For green water you must use diatomaceous earth, since the algae spores will simply pass through the HOT 250's micron filter when it's used without the DE. If you own a planted aquarium with injected CO2, fertilizers and high tech lighting such as T-5, it would pay to purchase a uv sterilizer to keep your water column free of algae spores.

Otherwise, you are going find yourself in a constant battle with algae as it feeds on all of the nutrients in your aquarium, which results in green water as the algae multiplies 
exponentially, having fed on all of the extra nutrients in your tank's water column.

The flow on the HOT 250 is noticeably reduced with the diatom powder. However, it's still more than enough to diatom an aquarium up to about 20 gallons in size within a half hour or so. For larger tanks, it may take you the better part of a day or two (and after a few filter cleanings) before your tank is fully diatomed. However, the HOT 250 will get the job done.

Or course, for a fast diatom cleaning, nothing works better than a Vortex diatom filter. 

In regard to some comments I have read on other fishkeeping forums - specifically, that the newer Vortex diatom filters are not as good as the originals were - perhaps these people got stuck with a filter which was assembled poorly.

I say this because I recently purchased a new Vortex XL which appears to be every bit as well constructed as my 30 + year old Vortex D-1 (which is presently in need of a service). So perhaps, there's a quality control issue here, and not an actual downgrading in the parts used by Vortex.

As for dedicated diatom filters, in my opinion Innerspace Products' Vortex diatom filters are still the best available. I have also heard that the System I diatom filter was excellent, before the company stopped producing it. I see them from time to time on E-bay and there's quite a disparity in their pricing. There's one presently for sale on Ebay for about
$25 which is sold as working, and appears to be in excellent condition. However, I have also seen these filters sell on Ebay for well over $100. So, caveat emptor.

I would use the Vortex XL on my Panda Cory tank, however, there is no way to control the flow, so it would be far too powerful to run in this tank for any length of time. 

On the other hand, the Marineland Magnum 350 can be used on this small tank, because of its twin valve taps, which enable the user to adjust the flow of water. And the Magnum 350 also has the micron cartridge which can be used to attach diatom powder to. In many respects it's the ideal diatom filter for tanks which have a fairly large footprint, yet are low in height.
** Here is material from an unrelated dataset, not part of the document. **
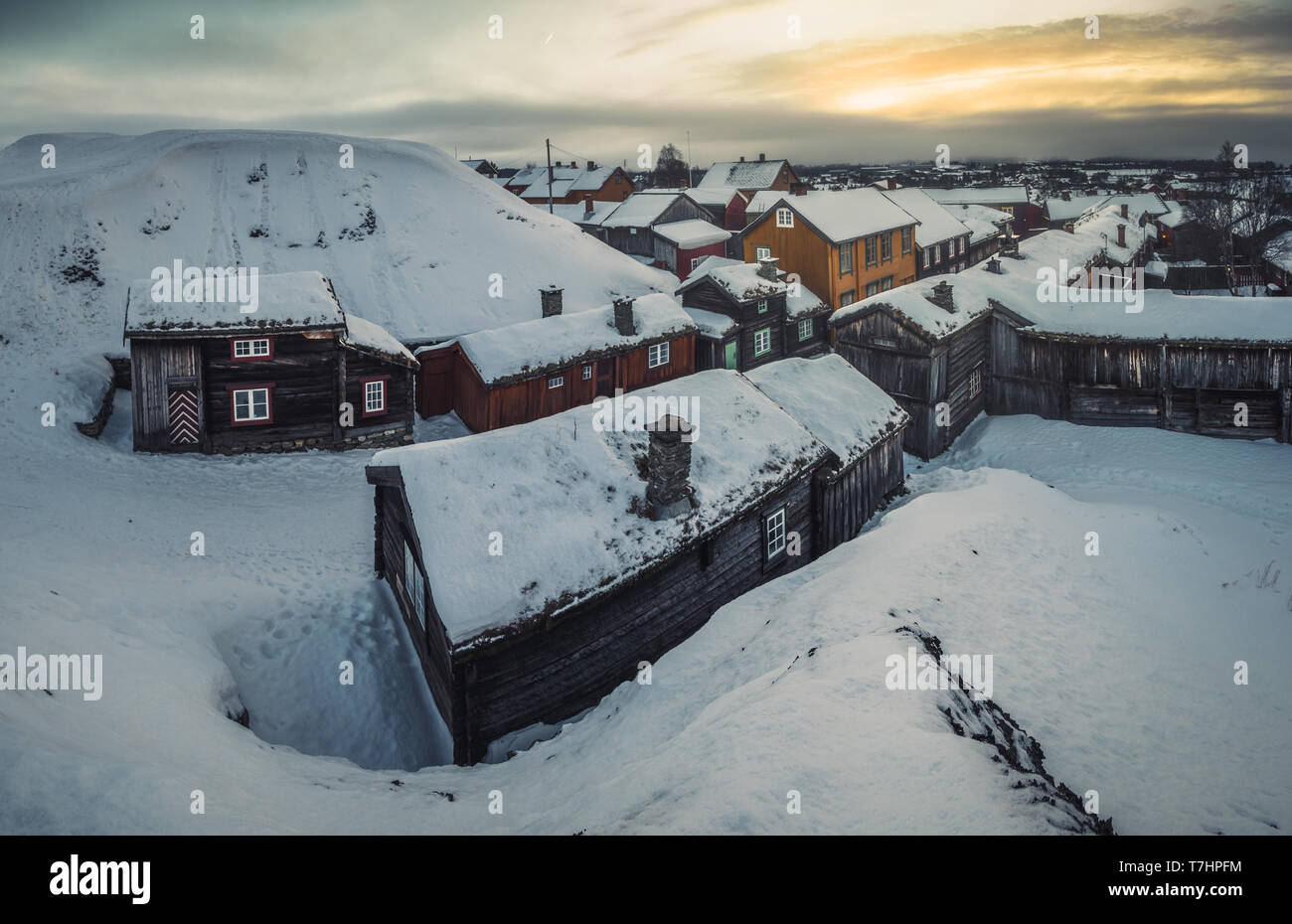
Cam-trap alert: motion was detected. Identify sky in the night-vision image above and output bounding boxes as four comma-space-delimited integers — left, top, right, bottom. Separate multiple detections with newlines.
0, 0, 1292, 168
And the 350 can usually be purchased for about $100 without the bio wheel, and for under $80 when the 350 is on sale. As is the case with the HOT 250, the 350 is a very cleverly designed and flexible filter to use. Just don't suck up sand in the unit, because you could end up seizing the impeller and burning out the motor. This is true in the case of both the HOT 250 and 350.

For the money though, you can't beat their performance. I recently purchased a few HOT 250s for $44.99 each at Doctors Foster & Smith, and got free shipping when I added a few items to get me to the $49 free shipping offer. The HOT 250 is a fine little filter, and a true bargain at this price. For that matter, so's the 350.


----------